Seit November vergangenen Jahres herrscht bei der Bank of America helle Aufregung. Wikileaks-Gründer Julian Assange hatte im US-Magazin Forbes angekündigt, Zehntausende Dokumente einer großen US-Bank zu veröffentlichen, die dadurch zu Fall gebracht werden könnte. Es gehe um ungeheuerliche Verstöße und unmoralische Praktiken – ein "Ökosystem der Korruption", verkündete er. Obwohl Assange keinen Namen nannte, zweifelte niemand daran, dass es sich bei der Bank um die Nummer eins im Land handelt: Die Bank of America, deren Aktien prompt massiv an Wert verloren.

Im Hauptquartier der Bank, in Charlotte im US-Bundesstaat North Carolina, wurde eilig ein Team mit etwa 15 Mitgliedern um den Risiko-Manager Bruce Thompson zusammengestellt, um nach möglichen Maulwürfen im Unternehmen zu suchen. Jeder verloren gegangene Computer wurde zurückverfolgt, Tausende Dokumente gesichtet. Eine externe Beratungsfirma sowie die Top-Anwaltskanzleien des Landes sollten mögliche rechtliche Folgen einer Enthüllung ausloten. Denn noch einen Skandal kann die Bank nicht gebrauchen.

Dass das Institut heute überhaupt groß genug ist, um interessant für eine mögliche Enthüllung zu sein, ist das Ergebnis von rund 3000 Zusammenschlüssen. Begonnen hatte das Kreditinstitut einst als kleine Regionalbank im Süden der USA. Durch aggressive Zukäufe im ganzen Land stieg sie innerhalb von zwei Jahrzehnten zum größten Geldinstitut der USA auf. Inzwischen überziehen rund 5900 der knallroten Filialen das Land. Vor rund vier Jahren, kurz nach den Milliardenübernahmen der Regionalbank Fleetboston und des Kreditkartenherausgebers MBNA, erwirtschaftete die Bank über 20 Milliarden Dollar Nettogewinn, der Börsenwert überstieg zum ersten Mal den des größten Konkurrenten Citigroup.

Doch an der Wall Street wurde die Bank, die ihren Hauptsitz bis heute in Charlotte hat, trotzdem als Provinzbank belächelt. Viele sahen in dem Institut, das vor allem im Privatkundengeschäft erfolgreich war, nur einen "langweiligen Riesen". Mit dieser Rolle wollte sich der damalige Vorstandsvorsitzende Kenneth Lewis nicht abgeben. 2008 sah er seine große Chance, im florierenden Immobiliengeschäft mitzumischen und das Image des Langweilers loszuwerden. Für 4,1 Milliarden Dollar übernahm die Bank of America Countrywide, den größten Immobilienfinanzierer des Landes. Die Bank kontrollierte so auf einen Schlag fast 20 Prozent des mehr als elf Billionen Dollar schweren Hypothekenmarktes. Niemand verteilte Kredite aggressiver als die New Yorker Firma.
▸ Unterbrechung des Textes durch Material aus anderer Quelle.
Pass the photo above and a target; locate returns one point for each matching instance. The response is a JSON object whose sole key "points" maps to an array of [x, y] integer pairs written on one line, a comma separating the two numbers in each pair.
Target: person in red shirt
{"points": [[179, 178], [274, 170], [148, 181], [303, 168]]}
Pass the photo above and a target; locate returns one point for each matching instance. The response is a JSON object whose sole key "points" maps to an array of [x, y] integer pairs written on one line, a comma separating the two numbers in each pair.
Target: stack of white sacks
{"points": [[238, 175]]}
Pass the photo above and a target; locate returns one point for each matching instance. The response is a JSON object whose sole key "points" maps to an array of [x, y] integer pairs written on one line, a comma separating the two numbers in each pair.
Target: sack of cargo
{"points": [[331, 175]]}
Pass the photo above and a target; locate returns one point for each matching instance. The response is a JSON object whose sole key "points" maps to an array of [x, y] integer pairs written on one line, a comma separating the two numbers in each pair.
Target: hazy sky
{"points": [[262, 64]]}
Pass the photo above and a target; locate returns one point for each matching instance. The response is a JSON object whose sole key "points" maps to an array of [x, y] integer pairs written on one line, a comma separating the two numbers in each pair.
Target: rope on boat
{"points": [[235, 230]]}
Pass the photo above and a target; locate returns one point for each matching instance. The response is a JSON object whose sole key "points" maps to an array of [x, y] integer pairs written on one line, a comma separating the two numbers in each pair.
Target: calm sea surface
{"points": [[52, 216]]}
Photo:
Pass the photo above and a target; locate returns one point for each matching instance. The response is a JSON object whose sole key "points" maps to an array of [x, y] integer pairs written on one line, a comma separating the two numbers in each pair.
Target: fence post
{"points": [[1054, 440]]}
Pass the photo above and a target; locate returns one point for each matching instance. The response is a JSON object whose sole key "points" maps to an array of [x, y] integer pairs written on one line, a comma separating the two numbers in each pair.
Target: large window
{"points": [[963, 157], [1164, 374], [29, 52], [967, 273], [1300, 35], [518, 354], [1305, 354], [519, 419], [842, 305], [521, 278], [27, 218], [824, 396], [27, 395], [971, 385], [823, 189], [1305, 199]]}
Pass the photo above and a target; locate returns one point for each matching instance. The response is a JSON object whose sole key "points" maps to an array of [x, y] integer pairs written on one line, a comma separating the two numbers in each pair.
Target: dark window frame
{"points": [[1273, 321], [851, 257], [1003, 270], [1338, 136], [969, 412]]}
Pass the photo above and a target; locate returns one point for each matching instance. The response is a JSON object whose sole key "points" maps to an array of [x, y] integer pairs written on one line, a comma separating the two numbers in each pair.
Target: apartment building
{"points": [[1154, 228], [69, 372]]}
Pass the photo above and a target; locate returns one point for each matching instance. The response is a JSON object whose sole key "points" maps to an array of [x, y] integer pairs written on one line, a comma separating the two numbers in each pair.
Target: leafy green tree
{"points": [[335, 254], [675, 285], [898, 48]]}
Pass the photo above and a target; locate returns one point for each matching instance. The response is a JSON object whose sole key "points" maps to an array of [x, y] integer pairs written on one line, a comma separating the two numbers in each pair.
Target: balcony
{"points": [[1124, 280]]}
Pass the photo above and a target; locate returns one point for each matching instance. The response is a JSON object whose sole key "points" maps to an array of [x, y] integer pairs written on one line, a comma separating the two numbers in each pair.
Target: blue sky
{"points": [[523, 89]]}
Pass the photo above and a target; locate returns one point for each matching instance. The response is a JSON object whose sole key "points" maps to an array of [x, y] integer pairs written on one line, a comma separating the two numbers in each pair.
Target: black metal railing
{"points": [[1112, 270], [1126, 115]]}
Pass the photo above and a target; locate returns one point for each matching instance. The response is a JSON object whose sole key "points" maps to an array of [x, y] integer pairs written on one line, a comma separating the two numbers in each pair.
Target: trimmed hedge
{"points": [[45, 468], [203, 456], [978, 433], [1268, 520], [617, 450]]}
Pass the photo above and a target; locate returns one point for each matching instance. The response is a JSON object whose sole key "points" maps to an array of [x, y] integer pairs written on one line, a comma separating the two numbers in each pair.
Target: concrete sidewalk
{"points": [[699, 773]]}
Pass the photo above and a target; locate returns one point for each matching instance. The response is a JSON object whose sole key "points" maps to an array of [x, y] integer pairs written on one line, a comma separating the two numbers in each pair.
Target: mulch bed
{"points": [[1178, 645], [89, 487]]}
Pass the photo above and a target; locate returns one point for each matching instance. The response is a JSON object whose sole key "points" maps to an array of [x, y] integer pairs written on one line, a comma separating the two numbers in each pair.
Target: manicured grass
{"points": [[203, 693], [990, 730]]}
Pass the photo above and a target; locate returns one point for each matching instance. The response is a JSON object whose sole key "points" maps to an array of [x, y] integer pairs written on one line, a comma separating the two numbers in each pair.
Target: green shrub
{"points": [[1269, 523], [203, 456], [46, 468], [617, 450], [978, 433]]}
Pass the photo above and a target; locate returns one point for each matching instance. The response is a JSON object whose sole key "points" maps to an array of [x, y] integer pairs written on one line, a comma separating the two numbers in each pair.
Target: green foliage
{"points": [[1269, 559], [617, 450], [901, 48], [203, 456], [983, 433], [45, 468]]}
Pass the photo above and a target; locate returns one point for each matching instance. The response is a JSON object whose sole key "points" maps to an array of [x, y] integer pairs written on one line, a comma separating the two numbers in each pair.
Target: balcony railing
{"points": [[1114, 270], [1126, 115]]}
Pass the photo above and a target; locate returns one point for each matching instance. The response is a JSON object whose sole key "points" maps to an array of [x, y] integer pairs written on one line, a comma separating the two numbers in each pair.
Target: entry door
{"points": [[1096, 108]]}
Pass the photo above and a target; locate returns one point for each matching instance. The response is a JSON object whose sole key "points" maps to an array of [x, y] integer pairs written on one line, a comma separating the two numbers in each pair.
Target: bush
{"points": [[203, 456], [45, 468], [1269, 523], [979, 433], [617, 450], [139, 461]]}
Im September 2008, als am Horizont bereits die große Krise aufzog, setzte Lewis seinen aggressiven Expansionskurs fort. In den Tagen, in denen die Investmentbank Lehman Brothers zusammenbrach, kaufte er deren Konkurrenten Merrill Lynch. Mit dem 50-Milliarden-Deal stieg die Bank of America zu einem der großen Spieler im hochprofitablen Investmentbanking auf. "Merrill Lynch war eine der feinsten Adressen der Wall Street", sagt Anlageberater Don Hodges von Hodges Capital Management in Dallas. Die Aktionäre waren begeistert, Lewis wurde gefeiert, die Branche wählte ihn zum Banker des Jahres.

Von da an aber ging es fast nur noch bergab: Die Immobilienpreise rauschten in den Keller, Finanzpakete, die auf wackeligen Hypotheken basierten und in der Branche herumgereicht worden waren, implodierten und brachten die Wall Street ins Wanken. "Das Timing war miserabel", sagt Anthoni Polini von RBC Capital.